This morning, 11-year-old Willow Smith posted a picture of herself with what looks like a tongue ring. Rumors were started; pearls were clutched. Most naysayers were concerned with whether or not the fledgling singer is “too young” for such an accessory.

Of course, it’s entirely possible that the tongue ring isn’t real. Willow doesn’t look much older than her 11 years, and that is obviously too young to legally get a piercing in most states, and it’s highly doubtful that either of her parents would sign off on something like that.

But let’s say it is. Let’s say she somehow managed to finagle herself a tongue ring, against all odds. And let’s say her parents knew about it, or if they didn’t, they sure know about it now.

Does it really accomplish anything for the entire world to weigh in on whether she should have done it? I think not.

Look, if I had an 11-year-old daughter and she got her tongue pierced, might I be a bit distressed? Sure. But this isn’t about my hypothetical kids, or anyone else’s real kids, or what is “right” and “wrong,” because no one can make that decision for anyone else. Instead, what this photo has turned into in the span of about two hours is yet another opportunity for moms and dads to bash each other for their parenting decisions.

HollywoodMoms, for instance, asks its readers to vote on “Would YOU let your 11-year-old get a tongue piercing?” Babycenter asks the same thing, querying its readers: “What is your reaction to Willow Smith’s tongue piercing photo?
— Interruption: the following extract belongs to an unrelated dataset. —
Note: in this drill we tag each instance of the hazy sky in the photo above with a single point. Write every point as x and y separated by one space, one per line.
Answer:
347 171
Would you allow it?”

Listen – as a blogger, I get that any time someone famous does something questionable, it’s nice because it gives you something to write about and that helps you with your post count. Sad truth of blogging. But at the same time, the whole notion of parents ripping apart each others choices online, which is done for no good reason other than to reinforce their own values and make themselves momentarily forget about their own mistakes, well, it’s getting kind of tired.
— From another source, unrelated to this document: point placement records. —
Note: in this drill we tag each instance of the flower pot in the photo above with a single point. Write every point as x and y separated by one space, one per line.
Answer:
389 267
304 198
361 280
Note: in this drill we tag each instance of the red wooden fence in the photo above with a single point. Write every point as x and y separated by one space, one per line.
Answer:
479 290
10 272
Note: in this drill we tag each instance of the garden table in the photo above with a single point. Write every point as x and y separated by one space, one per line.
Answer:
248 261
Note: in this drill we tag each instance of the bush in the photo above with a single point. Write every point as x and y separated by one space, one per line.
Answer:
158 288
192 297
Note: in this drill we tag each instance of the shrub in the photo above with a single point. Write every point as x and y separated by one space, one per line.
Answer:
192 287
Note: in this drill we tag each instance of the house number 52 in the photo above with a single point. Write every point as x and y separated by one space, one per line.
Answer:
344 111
Besides, no one explained better than Will Smith himself why it’s important for him to allow Willow bodily autonomy. He made the following comment when discussing his daughter’s propensity for shaving her head:

“When you have a little girl, it’s like how can you teach her that you’re in control of her body? If I teach her that I’m in charge of whether or not she can touch her hair, she’s going to replace me with some other man when she goes out in the world…She is used to making those decisions herself. We try to keep giving them those decisions until they can hold the full weight of their lives.”